Taking the classical limit as above with \epsilon = i \hbar we obtain the commutative algebra \mathbb{C}[x, p] with Poisson bracket uniquely defined by \{ x, p \} = 1 and extended via the Leibniz rule. Recall that \{ a, b \} = D_1(a) D_2(b) - D_1(b) D_2(a) is a Poisson bracket for any two derivations D_1, D_2; this particular Poisson bracket can be written

\displaystyle \{ a, b \} = \frac{\partial a}{\partial x} \frac{\partial b}{\partial p} - \frac{\partial b}{\partial x} \frac{\partial a}{\partial p}

for all a, b \in \mathbb{C}[x, p]. We find that

\displaystyle \{ x, H \} = \frac{\partial H}{\partial p} = \frac{p}{m}

\displaystyle \{ p, H \} = - \frac{\partial H}{\partial x} = -V'(x).

Since we divided by i \hbar, the infinitesimal generator of time evolution is now given by \{ -, H \}, and so we have recovered Hamilton’s equations (as well as Newton’s second law, again) from the Heisenberg picture.

Note that the Poisson bracket defined above naturally extends to the algebra C^{\infty}(\mathbb{R}^2) of smooth functions on the classical phase space \{ (x, p) \in \mathbb{R}^2 \} of a classical particle in one dimension. More generally, given a smooth manifold M, there is a natural Poisson algebra structure on the algebra C^{\infty}(T^{\ast}(M)) of smooth functions on the cotangent bundle of M induced by a canonical symplectic form. In other words, the cotangent bundle is a Poisson manifold.

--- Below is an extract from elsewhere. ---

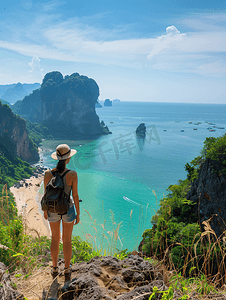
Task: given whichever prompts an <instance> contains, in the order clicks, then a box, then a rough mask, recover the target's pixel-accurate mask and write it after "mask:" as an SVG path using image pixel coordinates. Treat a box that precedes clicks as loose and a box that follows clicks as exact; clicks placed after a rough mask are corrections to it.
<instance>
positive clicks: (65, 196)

A natural question to ask about Poisson manifolds, and more generally about commutative Poisson algebras, is whether they admit a unique formal deformation whose first-order part gives the corresponding Poisson bracket; this is then the unique deformation quantization of the classical system described by the Poisson algebra. That this is true for Poisson manifolds is a deep result of Kontsevich.